Africa-Press – Côte d’Ivoire. Depuis le premier parc éolien en mer construit en 1991 au Danemark, le secteur offshore a connu une hausse continue qui s’est accélérée ces dernières années. Selon les derniers chiffres de l’association professionnelle Wind Europe, la production éolienne en mer a dépassé les 55 terawatts/heure en 2025, soit 13% de la production éolienne totale. Désormais, plus de 10 000 mâts sont implantés dans les eaux européennes et britanniques. Et cela ne fait que débuter. La puissance actuelle installée de plus de 12 000 mégawatts (l’équivalent de douze centrales nucléaires) l’an dernier devra tripler d’ici à 2030 si l’Union européenne veut remplir ses objectifs de décarbonation de son secteur électrique.

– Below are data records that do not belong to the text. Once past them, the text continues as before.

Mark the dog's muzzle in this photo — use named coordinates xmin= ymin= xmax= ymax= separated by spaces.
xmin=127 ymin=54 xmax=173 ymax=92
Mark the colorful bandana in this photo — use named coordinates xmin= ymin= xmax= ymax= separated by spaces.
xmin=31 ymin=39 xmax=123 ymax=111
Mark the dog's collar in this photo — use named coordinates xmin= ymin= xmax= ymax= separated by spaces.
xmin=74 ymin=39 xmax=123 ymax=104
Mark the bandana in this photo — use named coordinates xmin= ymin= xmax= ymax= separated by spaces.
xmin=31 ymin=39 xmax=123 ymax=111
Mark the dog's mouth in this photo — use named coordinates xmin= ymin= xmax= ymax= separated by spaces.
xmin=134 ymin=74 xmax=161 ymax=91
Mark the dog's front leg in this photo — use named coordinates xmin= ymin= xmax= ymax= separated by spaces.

Quels sont les impacts de ces pylônes sur le milieu marin? Dès les années 1990, des travaux ont étudié les perturbations sur les mammifères marins, les oiseaux, les écosystèmes littoraux, notamment du fait du bruit et des champs électromagnétiques. Les conséquences pour l’activité de pêche ont fait partie intégrante des études d’impact des projets de parcs. « Mais il n’y avait presque rien sur les émissions de polluants chimiques dans l’eau », souffle Javier Castro Jimenez, chercheur au laboratoire des contamination chimique des écosystèmes marins à l’Ifremer.

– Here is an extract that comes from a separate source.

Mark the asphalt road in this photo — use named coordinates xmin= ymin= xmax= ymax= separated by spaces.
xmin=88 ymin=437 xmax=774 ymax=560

Sous co-financement de l’Union européenne, une première compilation des différentes études menées sur le sujet vient d’être publiée dans la revue Marine Pollution Bulletin. Elle a été dirigée conjointement par l’Institut belge de recherche pour l’agriculture, la pêche et l’alimentation (ILVO), l’Agence fédérale maritime et hydrographique allemande (BSH) et l’Ifremer. Elle s’intéresse donc principalement aux parcs de la mer du Nord.

Des produits de protection de l’acier aux compositions complexes et secrètes

228 substances chimiques ont ainsi été identifiées comme étant utilisées dans la construction et l’exploitation des éoliennes. « Nous avons alors comparé cette liste avec des listes prioritaires établies par l’Agence européenne des produits chimiques (Echa) ou la directive-cadre sur l’eau, entre autres, ce qui nous a permis de déterminer que 62 substances étaient classées comme préoccupantes en raison de leurs propriétés toxiques », poursuit Javier Castro Jimenez qui est coauteur de l’article.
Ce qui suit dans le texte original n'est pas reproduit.